As parents, we make thousands of decisions for our children’s lives. For a homeschooling mother that number grows exponentially. I think many of us are a bit hard on ourselves, beating ourselves up for choices that, in retrospect, we wish we had made differently. So, it is really rewarding to get positive feedback about something we did and I got just such feedback last week.

On of our daughters is currently studying in a selective and difficult program while earning a highly specialized nursing degree. Last week, she mentioned an advantage she has over her peers in the way that she approaches her studies. As a student in our homeschooling house and then during a year of Bible study in Jerusalem, she was trained to ask questions. She memorized great quantities of material and needed to know many facts, but that was the starting point, not the end goal.

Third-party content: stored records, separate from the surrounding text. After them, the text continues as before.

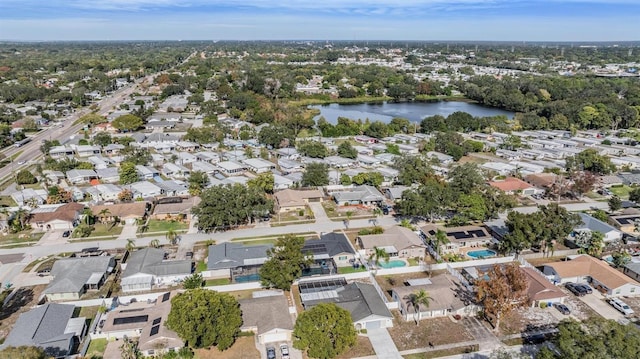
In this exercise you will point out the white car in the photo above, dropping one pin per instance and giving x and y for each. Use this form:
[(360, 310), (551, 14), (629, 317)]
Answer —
[(621, 306)]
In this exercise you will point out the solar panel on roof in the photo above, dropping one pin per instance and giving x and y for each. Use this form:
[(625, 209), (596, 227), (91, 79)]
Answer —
[(154, 330)]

She learned to be constantly on the lookout for conflicting information and anomalies. Studying different approaches to the same topic and then integrating them was a consistent theme. She was encouraged to see the  big picture rather than compartmentalizing information—how did the literature of a certain time and place interact with the history and scientific discoveries taking place? Why is this rare Hebrew word used only in this chapter of the book of Exodus and again in Deuteronomy?  She was encouraged to look critically at ideas and the background of those who made them. 

As our children grew and applied for certain scholarships or schools, we needed to fill out forms detailing what our children had covered in a variety of standard subjects such as English or math. The powers-that-be cared how many hours of physical education they had and whether they were fluent in more than one language. Yet, we were never asked whether our children loved seeking knowledge and if they had tools to do so.

Our daughter’s comment reminded me of the many logic puzzles, cryptograms, ciphers and thinking games we spent time on when they were children. I’m not sure whether I considered those part of “school” or more part of life. Truly, one of the reasons we homeschooled was to blur that distinction. I’m tickled that the benefits of those critical thinking skills are being felt today.